“I should say not. We bribed Mrs. Dan Ferry to make it. Most of her boarders have gone and she could take time to ‘accommodate’ us. She’s hot stuff when it comes to cooking, you know.”

A merry meal it was, and was ended as the sun went down, leaving rosy clouds reflected in the water. “It’s as if a heavenly rosebush had been shaken down,” declared Ellen. “And, oh, those opal and jade waves, and that exquisite violet and turquoise in the eastern sky! Aren’t you dying to paint it, Mr. Marshall?”

“Mr. Marshall, indeed,” he replied disgustedly. “To you I am Cronine, please remember. Yes, Cronette, I am aching to paint so much that I see that I could keep busy every hour of the day. But, I tell you, I mean to come back here, if I am alive next year. Shall you come?”

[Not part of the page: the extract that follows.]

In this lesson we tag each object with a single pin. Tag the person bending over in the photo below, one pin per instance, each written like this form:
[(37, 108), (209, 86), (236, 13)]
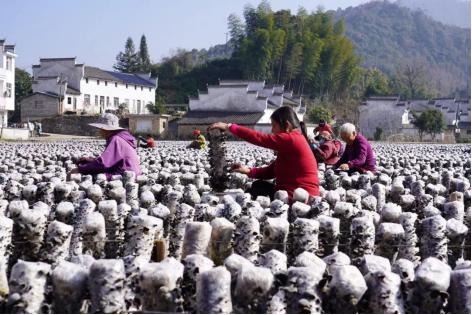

“Don’t ask me. How can I tell? I only know that it is the most wonderful summer I ever spent, and that it would be too much to expect to repeat it.”

Here Miss Rindy’s voice broke in: “Aren’t you boys going to wash all those dishes? If you’re not, we will.”

“You will not,” announced Tom, who had just emerged from the little kitchen. “I have put them in a pan, poured water over them, and there they shall stay till morning when we can tackle them. There isn’t any hot water now.”

“So that’s what you have been doing while we outside have been rhapsodizing,” said Mabel softly.

“That’s old Tom all over,” said Reed. “He is the most practical chap, hauls me down from the clouds a dozen times a day.”

“But, once down, you do your share,” declared Tom. “He goes at it like a whirlwind and gets things done while I’m thinking about them.”

They chugged back to Beatty’s in the small motor-boat, arriving at home in time to catch the last of the afterglow and to watch the moon emerge from smoky clouds.